I spot Pewewardy across the yard of a Native school up near PDX International, on NE Columbia Blvd, but he says to wait. He is helping officiate, but there’ll be time when things settle down. “I’ll come and find you,” he says.

I am sitting, waiting, in the bleachers, when the drumming begins. As the BOOM-boom BOOM-boom BOOM-boom BOOM-boom BOOM-boom takes hold the yard fills with more and more Indians of all ages, in beads and bones and denim and wings, who crouch and twist and shudder. I’ve been told time and again by white thrill-riding Portland, feral hipster trickster Portland, that it’s sad about the Indians but that they’re long gone and now it’s up to people like “us” to embody in a contemporary, right-on way the lost consciousness of tribe. Not that they’re here. Am I here? I don’t know. Maybe not in the first hour of drumming, nor even the second, but by the third and most definitely by the fourth I am a raw mess weeping at the back of the bleachers.

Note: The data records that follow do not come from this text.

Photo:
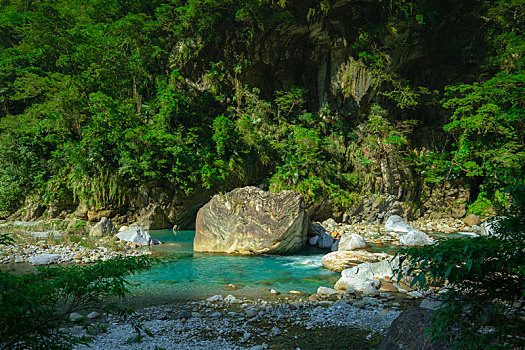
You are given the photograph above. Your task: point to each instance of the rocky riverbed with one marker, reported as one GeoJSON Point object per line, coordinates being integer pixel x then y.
{"type": "Point", "coordinates": [337, 322]}
{"type": "Point", "coordinates": [64, 253]}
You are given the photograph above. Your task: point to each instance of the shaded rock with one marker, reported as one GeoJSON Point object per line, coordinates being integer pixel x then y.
{"type": "Point", "coordinates": [251, 221]}
{"type": "Point", "coordinates": [93, 315]}
{"type": "Point", "coordinates": [388, 287]}
{"type": "Point", "coordinates": [153, 217]}
{"type": "Point", "coordinates": [136, 234]}
{"type": "Point", "coordinates": [472, 220]}
{"type": "Point", "coordinates": [325, 241]}
{"type": "Point", "coordinates": [97, 215]}
{"type": "Point", "coordinates": [44, 259]}
{"type": "Point", "coordinates": [339, 260]}
{"type": "Point", "coordinates": [335, 246]}
{"type": "Point", "coordinates": [351, 241]}
{"type": "Point", "coordinates": [488, 228]}
{"type": "Point", "coordinates": [313, 241]}
{"type": "Point", "coordinates": [414, 238]}
{"type": "Point", "coordinates": [103, 228]}
{"type": "Point", "coordinates": [431, 303]}
{"type": "Point", "coordinates": [75, 317]}
{"type": "Point", "coordinates": [408, 332]}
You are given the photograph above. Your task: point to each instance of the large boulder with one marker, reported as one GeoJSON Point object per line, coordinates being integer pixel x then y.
{"type": "Point", "coordinates": [136, 234]}
{"type": "Point", "coordinates": [408, 332]}
{"type": "Point", "coordinates": [351, 241]}
{"type": "Point", "coordinates": [103, 228]}
{"type": "Point", "coordinates": [364, 277]}
{"type": "Point", "coordinates": [414, 238]}
{"type": "Point", "coordinates": [339, 260]}
{"type": "Point", "coordinates": [252, 221]}
{"type": "Point", "coordinates": [397, 224]}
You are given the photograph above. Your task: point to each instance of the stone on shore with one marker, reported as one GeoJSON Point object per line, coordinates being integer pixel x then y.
{"type": "Point", "coordinates": [103, 228]}
{"type": "Point", "coordinates": [339, 260]}
{"type": "Point", "coordinates": [44, 259]}
{"type": "Point", "coordinates": [252, 221]}
{"type": "Point", "coordinates": [351, 241]}
{"type": "Point", "coordinates": [136, 234]}
{"type": "Point", "coordinates": [408, 332]}
{"type": "Point", "coordinates": [364, 277]}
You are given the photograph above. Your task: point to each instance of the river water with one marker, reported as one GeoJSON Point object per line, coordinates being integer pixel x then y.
{"type": "Point", "coordinates": [184, 274]}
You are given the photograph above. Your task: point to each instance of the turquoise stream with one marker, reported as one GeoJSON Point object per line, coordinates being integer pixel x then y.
{"type": "Point", "coordinates": [188, 275]}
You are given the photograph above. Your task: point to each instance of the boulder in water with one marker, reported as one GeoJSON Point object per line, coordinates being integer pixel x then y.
{"type": "Point", "coordinates": [339, 260]}
{"type": "Point", "coordinates": [397, 224]}
{"type": "Point", "coordinates": [414, 238]}
{"type": "Point", "coordinates": [103, 228]}
{"type": "Point", "coordinates": [136, 234]}
{"type": "Point", "coordinates": [351, 241]}
{"type": "Point", "coordinates": [252, 221]}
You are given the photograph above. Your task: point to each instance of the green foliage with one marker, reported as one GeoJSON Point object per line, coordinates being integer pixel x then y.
{"type": "Point", "coordinates": [36, 307]}
{"type": "Point", "coordinates": [485, 280]}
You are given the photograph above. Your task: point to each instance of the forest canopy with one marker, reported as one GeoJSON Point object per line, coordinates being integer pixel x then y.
{"type": "Point", "coordinates": [98, 97]}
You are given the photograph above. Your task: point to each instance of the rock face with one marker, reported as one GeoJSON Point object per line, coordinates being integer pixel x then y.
{"type": "Point", "coordinates": [251, 221]}
{"type": "Point", "coordinates": [103, 228]}
{"type": "Point", "coordinates": [136, 234]}
{"type": "Point", "coordinates": [407, 332]}
{"type": "Point", "coordinates": [351, 242]}
{"type": "Point", "coordinates": [340, 260]}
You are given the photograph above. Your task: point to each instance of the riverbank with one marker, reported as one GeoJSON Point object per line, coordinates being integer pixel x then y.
{"type": "Point", "coordinates": [337, 322]}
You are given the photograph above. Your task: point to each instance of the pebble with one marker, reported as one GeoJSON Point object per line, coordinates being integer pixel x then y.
{"type": "Point", "coordinates": [233, 332]}
{"type": "Point", "coordinates": [74, 252]}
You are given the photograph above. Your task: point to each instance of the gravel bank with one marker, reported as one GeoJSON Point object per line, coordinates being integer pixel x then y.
{"type": "Point", "coordinates": [245, 324]}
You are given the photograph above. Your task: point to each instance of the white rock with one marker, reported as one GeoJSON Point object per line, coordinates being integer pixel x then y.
{"type": "Point", "coordinates": [44, 259]}
{"type": "Point", "coordinates": [396, 223]}
{"type": "Point", "coordinates": [351, 242]}
{"type": "Point", "coordinates": [136, 234]}
{"type": "Point", "coordinates": [314, 240]}
{"type": "Point", "coordinates": [326, 291]}
{"type": "Point", "coordinates": [232, 300]}
{"type": "Point", "coordinates": [415, 237]}
{"type": "Point", "coordinates": [215, 298]}
{"type": "Point", "coordinates": [103, 228]}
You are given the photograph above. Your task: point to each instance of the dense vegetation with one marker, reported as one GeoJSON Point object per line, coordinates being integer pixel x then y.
{"type": "Point", "coordinates": [485, 279]}
{"type": "Point", "coordinates": [36, 307]}
{"type": "Point", "coordinates": [99, 97]}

“Okay,” says Cornel, sitting down beside me. “I have a few minutes.”

We talk for longer than that. Most pertinent to this is perhaps what he says about the Portland-as-playground people’s misconception—about my ignorance—of tribe and ritual, whether Anglo-transient or Native. I was recently taken to a sweat lodge outside the city, an experience which left me feeling impostery, so I ask what that ceremony was meant to be about.

“Sacrifice,” he says. “It’s supposed to put you in a state of mind where you say, ‘What can I do to sacrifice for the benefit of my people?’ It’s not supposed to be about individual growth or being comfortable or having a cool time. It should hurt,” Cornell says. “It’s not torture but suffering to the point where you want to give back, where you want to walk the Red Road for others, for your tribe. You don’t want the Red Road for yourself.”

 The professor says that too many people of all kinds have false consciousness, have America, between them and their wounds, and so they can’t see how things really are and what needs to be done. “People don’t even know who they are,” he says. “Not even the white kids, the settler kids. Look at what’s important to them here in Portland – they want to fly kites and hike the mountain.”